DOUBLE DAVE: The Eminem CD, it has been widely reported, had its release moved up a week after widespread online piracy. Now there's news that perhaps the most famous internet-pirated album in history is finally headed towards a commercial release. The Dave Matthews Band will release "Busted Stuff" on July 16, and the new album will be largely comprised of tracks from "The Lillywhite Sessions," a set that the band recorded in early 2000 but famously shelved at the time in favor of "Everyday," which was released in February of 2001 and was a major commercial hit. The 'Lillywhite' album was leaked to the internet shortly thereafter, leading to fierce debates on DMB fansites over which CD was better, and whether 'Lillywhite' will ever see the light of day in any official manner. Yes, the general public will likely eat "Busted Stuff" up, but the question is whether Matthews' hard-core fanbase will purchase an album consisting mostly of songs which they downloaded and burned over a year ago. My guess is yes; after all, DMB has released nearly a half-dozen live albums, all of which contain alternate versions of album tracks, and Dave-heads are known for collecting tapes of different shows and comparing the various renditions. Plus, the Matthews camp has long insisted that the leaked 'Lillywhite' songs were unfinished; on "Busted Stuff" they will be, and there are two or three new songs included.
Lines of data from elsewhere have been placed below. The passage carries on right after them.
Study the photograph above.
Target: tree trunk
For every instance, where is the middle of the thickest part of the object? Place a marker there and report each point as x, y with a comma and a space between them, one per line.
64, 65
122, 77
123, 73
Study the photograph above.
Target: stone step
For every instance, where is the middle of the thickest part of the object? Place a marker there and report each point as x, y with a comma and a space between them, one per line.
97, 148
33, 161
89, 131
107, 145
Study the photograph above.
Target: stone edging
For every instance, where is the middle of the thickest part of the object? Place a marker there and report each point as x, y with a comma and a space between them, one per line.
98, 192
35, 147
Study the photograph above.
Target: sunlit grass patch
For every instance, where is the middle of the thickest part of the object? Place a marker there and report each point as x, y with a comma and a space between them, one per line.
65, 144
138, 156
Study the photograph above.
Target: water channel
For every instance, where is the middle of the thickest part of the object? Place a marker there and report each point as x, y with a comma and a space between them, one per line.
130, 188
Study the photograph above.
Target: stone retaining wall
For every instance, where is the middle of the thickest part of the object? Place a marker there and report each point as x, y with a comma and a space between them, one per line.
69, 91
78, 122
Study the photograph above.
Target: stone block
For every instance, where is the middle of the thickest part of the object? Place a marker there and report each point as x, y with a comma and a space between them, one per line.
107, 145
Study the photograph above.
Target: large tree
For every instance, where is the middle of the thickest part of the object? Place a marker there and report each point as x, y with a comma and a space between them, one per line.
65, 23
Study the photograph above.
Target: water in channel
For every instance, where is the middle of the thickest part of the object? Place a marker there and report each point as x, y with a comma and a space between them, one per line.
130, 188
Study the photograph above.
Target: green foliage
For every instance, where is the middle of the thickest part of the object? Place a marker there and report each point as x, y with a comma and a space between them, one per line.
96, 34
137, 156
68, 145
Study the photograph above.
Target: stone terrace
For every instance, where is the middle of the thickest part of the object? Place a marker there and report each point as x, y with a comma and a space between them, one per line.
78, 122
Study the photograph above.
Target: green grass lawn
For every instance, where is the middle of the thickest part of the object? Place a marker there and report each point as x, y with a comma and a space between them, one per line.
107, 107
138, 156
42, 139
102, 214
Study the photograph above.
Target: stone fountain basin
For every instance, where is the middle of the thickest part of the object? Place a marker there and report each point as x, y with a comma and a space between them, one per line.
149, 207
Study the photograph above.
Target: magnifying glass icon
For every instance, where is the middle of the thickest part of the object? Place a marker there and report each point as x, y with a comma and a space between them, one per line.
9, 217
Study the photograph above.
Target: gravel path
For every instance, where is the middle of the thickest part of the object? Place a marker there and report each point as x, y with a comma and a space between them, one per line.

(And no, "Lillywhite" was NOT a reference to the ethnicity of most DMB fans, it rather referred to the album's producer, Steve Lillywhite.)

NEW MUSIC WATCH: Much as I have learned to love Weezer in the past six months or so (due to constant spins of last year's "Green Album" and 1996's even better "Pinkerton," which I recently discovered), I can't help but be highly disapointed in their new effort, "Maladroit." A few of the songs are catchy, but the new album is missing both the singalong-ability of the group's two self-titled CDs and the lyrical brilliance of "Pinkerton." The other rock CD I got last week, The Hives' "Veni Vedi Vicious," is much better. The Swedish group, due to their back-to-basics garage-rock sound, are bound to be cursed with the "New Strokes" label (even though the Strokes are themselves pretty new), but that's all right- I'd rather see the Strokes, Hives, White Stripes, and Andrew WK ruling the charts than tiresome, unlistenable crap like Creed, Staind, P.O.D., and Puddle of Mudd any day of the week. Standout tracks on the Hives' album are "Hate to Say I Told You So" and "Die, All Right!" and they even have cool names: Vigilante Carlstroem, Nicholaus Arson, Hawlin' Pelle Almqvist, Chris Dangerous, and Dr. Matt Destruction (he's the bass player). Take that, Fred Durst!